Freedom is coming
Shown in Egypt for the first time on the occasion of Townhouse’s 15 year celebrations, El Horeya Gayya Labod (Freedom is Coming, 2013) is a larger-than-life sized leather and iron sculpture modeled on a French 17th-century chastity belt.
As a cultural tradition and device of sexual control, the chastity belt first appeared in ancient Egypt. The Pharaonic version was simply a string tied around a slave’s waist, signaling her sexual unavailability while also reinforcing her social status as inferior. Today, the chastity belt is commonly associated with European medieval culture.
Expressions such as, “we are returning to the dark ages,” became part of everyday conversations in Cairo and on social networks soon after the revolution began in 2011. These fleeting statements reflect a deeper fear that we are returning to a time in which social hierarchies and systems of power are policed through sexual repression, harassment, and control. In such an oppressive atmosphere, the need to erect a shield is obvious. The chastity belt becomes both an agent of and protection against such abuse.

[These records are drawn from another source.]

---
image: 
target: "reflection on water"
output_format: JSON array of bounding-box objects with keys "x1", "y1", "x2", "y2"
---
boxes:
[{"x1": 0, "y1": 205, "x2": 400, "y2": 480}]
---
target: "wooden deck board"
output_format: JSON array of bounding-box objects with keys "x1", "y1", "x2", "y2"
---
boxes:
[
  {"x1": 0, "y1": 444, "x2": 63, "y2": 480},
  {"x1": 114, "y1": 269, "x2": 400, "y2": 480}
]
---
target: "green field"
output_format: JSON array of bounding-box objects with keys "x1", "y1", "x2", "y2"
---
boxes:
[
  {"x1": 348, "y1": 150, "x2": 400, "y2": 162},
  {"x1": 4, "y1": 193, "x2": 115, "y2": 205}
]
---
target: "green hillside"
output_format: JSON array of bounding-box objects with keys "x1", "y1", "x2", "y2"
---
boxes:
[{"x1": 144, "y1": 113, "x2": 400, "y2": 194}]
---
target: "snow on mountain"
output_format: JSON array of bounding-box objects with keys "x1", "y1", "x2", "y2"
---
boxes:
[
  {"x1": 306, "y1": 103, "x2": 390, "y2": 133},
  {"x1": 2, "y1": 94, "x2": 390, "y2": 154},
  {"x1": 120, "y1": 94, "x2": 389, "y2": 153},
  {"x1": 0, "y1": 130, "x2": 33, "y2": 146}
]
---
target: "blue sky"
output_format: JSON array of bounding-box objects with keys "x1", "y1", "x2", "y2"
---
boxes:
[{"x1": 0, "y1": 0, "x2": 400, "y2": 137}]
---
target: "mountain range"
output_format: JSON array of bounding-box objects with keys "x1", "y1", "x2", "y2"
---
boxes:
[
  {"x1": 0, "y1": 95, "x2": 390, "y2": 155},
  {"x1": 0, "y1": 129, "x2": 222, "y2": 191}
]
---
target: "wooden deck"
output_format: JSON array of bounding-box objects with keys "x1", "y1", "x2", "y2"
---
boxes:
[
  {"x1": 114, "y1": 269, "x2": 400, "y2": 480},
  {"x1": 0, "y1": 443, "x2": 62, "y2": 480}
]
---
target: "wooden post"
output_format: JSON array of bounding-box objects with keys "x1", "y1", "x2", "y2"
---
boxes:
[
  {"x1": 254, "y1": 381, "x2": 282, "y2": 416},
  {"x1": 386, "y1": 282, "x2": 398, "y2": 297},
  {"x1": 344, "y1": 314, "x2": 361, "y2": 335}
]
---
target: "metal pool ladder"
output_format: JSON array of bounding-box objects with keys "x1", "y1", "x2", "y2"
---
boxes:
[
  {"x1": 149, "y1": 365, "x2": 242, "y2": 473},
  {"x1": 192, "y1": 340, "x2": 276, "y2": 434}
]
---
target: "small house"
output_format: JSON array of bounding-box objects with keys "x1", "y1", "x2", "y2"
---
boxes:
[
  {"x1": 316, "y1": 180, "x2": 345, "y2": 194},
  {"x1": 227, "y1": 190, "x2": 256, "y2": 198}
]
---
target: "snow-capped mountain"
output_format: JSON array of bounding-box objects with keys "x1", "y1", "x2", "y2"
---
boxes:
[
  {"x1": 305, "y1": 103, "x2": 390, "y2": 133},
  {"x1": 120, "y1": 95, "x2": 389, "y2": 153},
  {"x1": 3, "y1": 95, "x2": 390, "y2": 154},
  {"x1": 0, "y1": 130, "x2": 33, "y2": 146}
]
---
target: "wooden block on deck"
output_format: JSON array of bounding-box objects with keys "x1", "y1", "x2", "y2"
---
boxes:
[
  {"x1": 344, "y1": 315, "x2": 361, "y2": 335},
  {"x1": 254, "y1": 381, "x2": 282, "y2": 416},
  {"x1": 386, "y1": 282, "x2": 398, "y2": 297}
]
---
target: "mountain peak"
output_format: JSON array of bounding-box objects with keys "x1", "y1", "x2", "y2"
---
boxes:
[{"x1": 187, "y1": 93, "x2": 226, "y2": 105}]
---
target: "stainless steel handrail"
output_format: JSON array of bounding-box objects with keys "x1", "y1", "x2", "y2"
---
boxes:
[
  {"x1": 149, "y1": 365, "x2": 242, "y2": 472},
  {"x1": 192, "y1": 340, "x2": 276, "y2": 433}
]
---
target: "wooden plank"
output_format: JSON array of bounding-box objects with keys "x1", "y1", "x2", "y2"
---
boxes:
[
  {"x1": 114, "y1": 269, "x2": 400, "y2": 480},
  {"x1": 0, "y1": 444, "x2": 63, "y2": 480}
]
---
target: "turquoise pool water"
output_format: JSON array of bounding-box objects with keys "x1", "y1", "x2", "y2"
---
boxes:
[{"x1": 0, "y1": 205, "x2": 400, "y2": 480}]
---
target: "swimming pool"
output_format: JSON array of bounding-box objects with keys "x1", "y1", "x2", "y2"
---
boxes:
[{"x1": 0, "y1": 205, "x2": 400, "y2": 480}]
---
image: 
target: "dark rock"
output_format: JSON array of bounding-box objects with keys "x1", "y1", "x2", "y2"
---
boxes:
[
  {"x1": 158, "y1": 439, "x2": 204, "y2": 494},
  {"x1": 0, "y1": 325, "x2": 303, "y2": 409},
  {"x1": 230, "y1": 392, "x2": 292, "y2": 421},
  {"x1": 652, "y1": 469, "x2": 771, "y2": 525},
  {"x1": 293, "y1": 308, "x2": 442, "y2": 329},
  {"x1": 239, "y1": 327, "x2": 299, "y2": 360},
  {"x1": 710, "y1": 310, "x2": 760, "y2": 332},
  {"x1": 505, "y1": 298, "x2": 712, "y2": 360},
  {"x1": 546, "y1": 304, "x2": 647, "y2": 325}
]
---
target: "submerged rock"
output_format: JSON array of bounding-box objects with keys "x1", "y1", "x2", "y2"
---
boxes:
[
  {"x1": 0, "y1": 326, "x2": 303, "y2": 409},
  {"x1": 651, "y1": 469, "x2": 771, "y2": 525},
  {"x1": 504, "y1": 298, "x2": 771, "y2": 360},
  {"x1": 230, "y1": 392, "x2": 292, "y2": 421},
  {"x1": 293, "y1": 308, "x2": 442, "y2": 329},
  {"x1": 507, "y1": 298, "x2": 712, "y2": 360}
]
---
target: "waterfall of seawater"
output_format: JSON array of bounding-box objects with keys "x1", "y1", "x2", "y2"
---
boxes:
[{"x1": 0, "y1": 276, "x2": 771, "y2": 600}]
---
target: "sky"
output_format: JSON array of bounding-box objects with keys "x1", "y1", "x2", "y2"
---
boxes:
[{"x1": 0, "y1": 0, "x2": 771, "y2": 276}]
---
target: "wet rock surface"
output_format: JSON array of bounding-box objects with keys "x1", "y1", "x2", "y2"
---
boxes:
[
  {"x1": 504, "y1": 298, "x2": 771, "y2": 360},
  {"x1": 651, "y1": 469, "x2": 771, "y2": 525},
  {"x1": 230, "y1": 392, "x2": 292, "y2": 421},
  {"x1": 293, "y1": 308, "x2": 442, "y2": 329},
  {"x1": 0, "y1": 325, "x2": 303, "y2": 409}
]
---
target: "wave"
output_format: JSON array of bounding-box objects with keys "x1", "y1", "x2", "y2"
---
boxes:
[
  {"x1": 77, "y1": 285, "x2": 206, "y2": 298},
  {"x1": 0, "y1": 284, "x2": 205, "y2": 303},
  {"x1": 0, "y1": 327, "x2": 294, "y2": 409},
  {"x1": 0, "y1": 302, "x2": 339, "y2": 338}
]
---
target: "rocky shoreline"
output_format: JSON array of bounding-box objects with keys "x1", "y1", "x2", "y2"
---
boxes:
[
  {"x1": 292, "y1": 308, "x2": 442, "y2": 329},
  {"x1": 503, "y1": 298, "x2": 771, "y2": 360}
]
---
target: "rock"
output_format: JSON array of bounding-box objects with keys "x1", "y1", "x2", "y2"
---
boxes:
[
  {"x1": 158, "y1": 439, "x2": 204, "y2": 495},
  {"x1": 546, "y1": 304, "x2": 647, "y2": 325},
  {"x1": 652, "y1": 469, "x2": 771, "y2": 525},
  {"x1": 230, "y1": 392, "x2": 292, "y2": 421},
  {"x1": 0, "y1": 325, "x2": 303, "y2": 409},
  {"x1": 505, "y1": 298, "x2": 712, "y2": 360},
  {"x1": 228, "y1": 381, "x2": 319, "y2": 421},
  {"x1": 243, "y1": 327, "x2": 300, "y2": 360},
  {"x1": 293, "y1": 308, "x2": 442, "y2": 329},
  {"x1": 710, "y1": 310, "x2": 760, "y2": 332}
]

Installed in the semi-private, semi-public space of the Rawabet Annex, the work simultaneously questions the idea of freedom and of boundaries. The title of the work is a direct reference to a piece of graffiti painted on one of the walls erected against the demonstrators by the Armed Forces in November 2011, following the battle of Mohamed Mahmoud. Large enough to engulf a human being, the sculpture functions almost like a cage—a prison made of iron, a substance that is obdurate and resistant to change, ultimately signifying the looming danger of the loss of freedom at large.